Ultra lightweight CUDACyclone is ready, speed is 1.3Gkeys/s on RTX4060.
Key feature - extremely low VRAM usage for rented gpu. Less than 500Mb VRAM on RTX4090.
It will work even if Vanity or Keyhunt doesn’t start.
And also this is a good studying sample for your education (why not)? Total 7 small files.
Link: https://github.com/Dookoo2/CUDACyclone

Great work, thanks for sharing!
Do you have any idea why there’s such a big performance difference between the old and new versions? For example, the old one hits ~1048.8 Mkeys/s in 9s using only 512MB VRAM, while the new one runs ~933.5 Mkeys/s in 71s using 3GB VRAM on the same RTX 3060.

Code:
./CUDACyclone_old --range 2000000000:3FFFFFFFFF --address 1HBtApAFA9B2YZw3G2YKSMCtb3dVnjuNe2 --grid 256,512
======== PrePhase: GPU Information ====================
Device               : NVIDIA GeForce RTX 3060 (compute 8.6)
SM                   : 28
ThreadsPerBlock      : 256
Blocks               : 8192
Points batch size    : 256
Batches/SM           : 512
Memory utilization   : 4.3% (512.2 MB / 11.6 GB)
-------------------------------------------------------
Total threads        : 2097152

======== Phase-1: Brooteforce =========================
Time: 9.0 s | Speed: 1048.8 Mkeys/s | Count: 8897329760 | Progress: 6.47 %

======== FOUND MATCH! =================================
Private Key   : 00000000000000000000000000000000000000000000000000000022382FACD0
Public Key    : 03C060E1E3771CBECCB38E119C2414702F3F5181A89652538851D2E3886BDD70C6

Code:
./CUDACyclone --range 2000000000:3FFFFFFFFF --address 1HBtApAFA9B2YZw3G2YKSMCtb3dVnjuNe2 --grid 256,512
======== PrePhase: GPU Information ====================
Device               : NVIDIA GeForce RTX 3060 (compute 8.6)
SM                   : 28
ThreadsPerBlock      : 256
Blocks               : 8192
Points batch size    : 256
Batches/SM           : 512
Batches/launch       : 64 (per thread)
Memory utilization   : 26.5% (3.08 GB / 11.6 GB)
-------------------------------------------------------
Total threads        : 2097152

======== Phase-1: BruteForce (sliced) =================
Time: 71.2 s | Speed: 933.5 Mkeys/s | Count: 70322919104 | Progress: 51.17 %%

================================= FOUND MATCH! =================================
Private Key   : 00000000000000000000000000000000000000000000000000000022382FACD0
Public Key    : 03C060E1E3771CBECCB38E119C2414702F3F5181A89652538851D2E3886BDD70C6


Interesting, that a new version is FASTER on a top-tier GPU like 5090. I have seen 9Gkeys/s On 5090 with —grid 1024,512. But another version of 5090 is slower, speed around 8.2-8.3 Gkeys/s.

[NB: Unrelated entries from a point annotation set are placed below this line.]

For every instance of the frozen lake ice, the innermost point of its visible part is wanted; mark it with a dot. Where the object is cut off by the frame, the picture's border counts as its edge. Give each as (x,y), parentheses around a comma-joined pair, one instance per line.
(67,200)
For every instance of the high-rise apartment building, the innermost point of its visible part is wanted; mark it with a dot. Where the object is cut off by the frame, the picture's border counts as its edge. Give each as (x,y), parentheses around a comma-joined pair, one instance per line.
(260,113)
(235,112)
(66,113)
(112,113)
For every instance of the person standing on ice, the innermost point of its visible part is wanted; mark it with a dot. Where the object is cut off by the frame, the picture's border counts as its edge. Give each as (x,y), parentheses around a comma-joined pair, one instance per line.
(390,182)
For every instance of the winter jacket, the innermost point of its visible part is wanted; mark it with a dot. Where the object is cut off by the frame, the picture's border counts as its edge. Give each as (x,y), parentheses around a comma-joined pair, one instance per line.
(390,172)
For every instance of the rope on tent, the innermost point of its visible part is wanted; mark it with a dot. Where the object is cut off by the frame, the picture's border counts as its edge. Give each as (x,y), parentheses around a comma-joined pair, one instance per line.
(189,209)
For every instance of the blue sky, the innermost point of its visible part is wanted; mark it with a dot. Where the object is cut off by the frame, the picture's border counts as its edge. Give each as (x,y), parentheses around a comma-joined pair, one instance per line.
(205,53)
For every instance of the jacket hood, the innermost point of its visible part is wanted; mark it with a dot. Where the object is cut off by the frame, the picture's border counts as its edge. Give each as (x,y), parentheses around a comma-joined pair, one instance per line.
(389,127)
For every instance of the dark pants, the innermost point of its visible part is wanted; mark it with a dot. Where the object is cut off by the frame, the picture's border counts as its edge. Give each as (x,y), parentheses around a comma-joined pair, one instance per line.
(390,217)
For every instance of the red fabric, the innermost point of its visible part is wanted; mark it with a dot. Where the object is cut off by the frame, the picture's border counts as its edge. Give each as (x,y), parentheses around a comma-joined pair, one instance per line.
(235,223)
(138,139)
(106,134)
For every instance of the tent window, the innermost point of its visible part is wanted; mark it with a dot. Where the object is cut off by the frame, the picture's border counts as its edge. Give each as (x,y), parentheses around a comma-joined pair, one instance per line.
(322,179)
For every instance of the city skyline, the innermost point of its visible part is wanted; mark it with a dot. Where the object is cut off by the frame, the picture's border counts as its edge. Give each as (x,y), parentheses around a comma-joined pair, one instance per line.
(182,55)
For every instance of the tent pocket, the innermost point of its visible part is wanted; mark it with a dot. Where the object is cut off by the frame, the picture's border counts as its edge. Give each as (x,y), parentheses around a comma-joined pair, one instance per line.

It depends on power consuption limit.
But I will check speed differences between versions. 4060 speed is the same both version.

Thanks for sharing your observations! On my side, I’ve noticed that memory utilization has increased significantly while speed has dropped on a 3060 GPU. It seems performance really varies a lot depending on the version and hardware.